That’s when I launched Bloody Disgusting (25 years ago!), a website where I could express my love of the genre and feed my horror addiction. It was my baby, and I put everything into it. I moved to Los Angeles, lived off soup and noodles, and worked several jobs just to afford to keep the website afloat. I loved what I had built and the community that was growing around me. It became a special place where we could talk about new Movie Maniacs action figures or how excited we all were about Freddy and Jason’s decade-long promised battle finally coming to fruition. It was all done out of pure passion.

I know on some level this sounds silly because we’re talking about a horror movie website, but I always felt like I was doing something important. I think that’s become even more apparent now as the climate shifts toward AI and bot accounts suffocating social media. What I was delivering was an air of authenticity and ethics in the space. I’m not a seasoned writer who went to school to become a journalist. I’m just a guy who lived with his parents for way too long, loved horror movies, and wanted to share that love (typos and all) with others. I felt like I was ripping down the barrier between studios and fans, dismantling gatekeeping, and creating a space of trust where the audience knew what I was saying was free from the corporate influence that dominates the space today. Everything was emanating punk rock energy, with the attitude to match.

Currently, it feels like the relationship between writers and readers has eroded across the industry, especially with the rise of social media and a community built on hype. But when coverage is shaped by relationships instead of conviction, you lose the one thing readers come for: trust. And once that trust is gone, all you’re left with is noise. We see it every day on social media, where people are shamed for liking or disliking a movie, and we’ve got to get away from that. Horror deserves better, and fans deserve a space where they can be honest about how they feel without being punished for it.

This is why we started Be Afraid Media and bought Dread Central.

Dread Central is going to be a safe space for all horror fans. It’s going to be built on trust and integrity. While we’re all here to celebrate the genre, we’re going to be fair, but brutally honest and tough as nails. Independent journalism is important, and giving a platform to passionate writers is equally important.

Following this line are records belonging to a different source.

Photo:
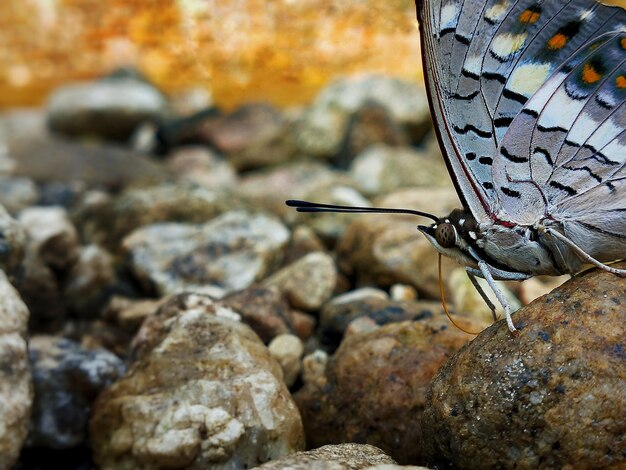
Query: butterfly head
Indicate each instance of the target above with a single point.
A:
(451, 235)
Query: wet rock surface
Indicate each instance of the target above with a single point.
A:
(67, 378)
(225, 255)
(373, 389)
(553, 397)
(105, 229)
(216, 396)
(16, 393)
(335, 457)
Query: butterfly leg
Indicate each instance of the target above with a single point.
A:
(582, 254)
(482, 293)
(486, 272)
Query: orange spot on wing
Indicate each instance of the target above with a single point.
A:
(557, 41)
(528, 16)
(590, 75)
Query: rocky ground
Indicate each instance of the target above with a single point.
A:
(161, 307)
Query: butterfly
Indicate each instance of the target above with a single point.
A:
(529, 104)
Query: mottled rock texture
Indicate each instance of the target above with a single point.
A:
(202, 393)
(553, 397)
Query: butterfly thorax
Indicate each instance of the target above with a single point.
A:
(505, 246)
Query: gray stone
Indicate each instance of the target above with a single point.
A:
(67, 378)
(323, 127)
(16, 393)
(110, 108)
(216, 396)
(332, 457)
(222, 256)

I’ve always loved this website, even after spending decades competing against it. Steve Barton and Jon Condit co-founded the site 20 years ago and infused it with the same punk rock energy that once defined Bloody Disgusting. Epic Pictures later stepped in to support its growth, which led to Steve, Dread Central, and Epic discovering and bringing Damien Leone and Phil Falcone’s Terrifier to the world.

In one of those moments that reminds you the universe has a sense of humor, Steve eventually helped me secure Terrifier 2, a project I put my entire reputation on the line for. That gamble led directly to producing Terrifier 3 and turning Art the Clown into a household name. In the end, everything came full circle, carrying a sense of kismet you couldn’t plan if you tried.

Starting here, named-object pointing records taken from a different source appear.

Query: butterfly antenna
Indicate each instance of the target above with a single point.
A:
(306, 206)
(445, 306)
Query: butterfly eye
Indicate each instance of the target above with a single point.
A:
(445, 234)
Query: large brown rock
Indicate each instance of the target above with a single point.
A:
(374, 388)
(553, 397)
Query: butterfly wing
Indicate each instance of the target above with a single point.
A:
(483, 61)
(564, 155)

Over the years, I’ve been blessed to do some incredible things, like creating the V/H/S franchise, producing Southbound, and helping take Terrifier to the next level. But nothing is as fulfilling as sitting behind a computer and hanging out with hundreds of thousands of horror fans on a daily basis.

That’s why this matters to me. Not the ownership. Not the headlines. The community and the freedom to be honest without permission or apology.

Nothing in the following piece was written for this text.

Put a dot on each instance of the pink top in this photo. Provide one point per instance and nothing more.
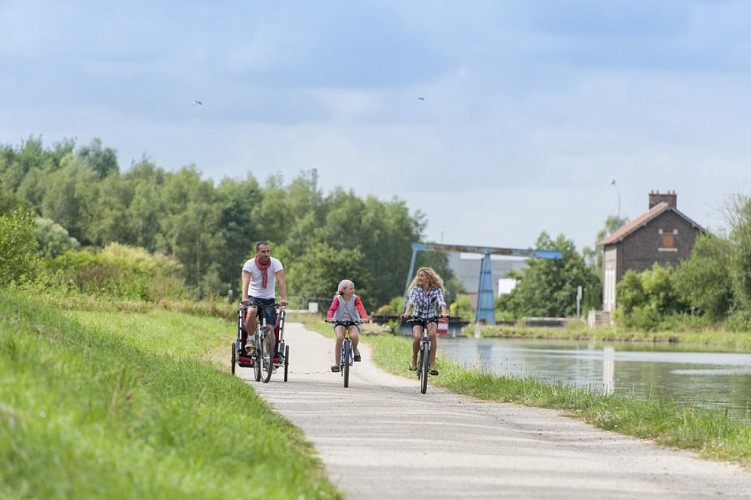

Dread Central isn’t just a brand to me, it’s a responsibility. A promise to protect a space where horror fans can be honest, loud, critical, passionate, and unapologetically themselves. A place where writers don’t have to trade conviction for access, and readers don’t have to wonder who’s pulling the strings.

I don’t know exactly what Dread Central will look like a year from now. I just know what it won’t be: compromised, sanitized, or afraid. Horror has always belonged to the outsiders, the misfits, the kids watching movies through their fingers at midnight.

This is for them.

And if we do this right, you won’t just read Dread Central, you’ll feel at home here.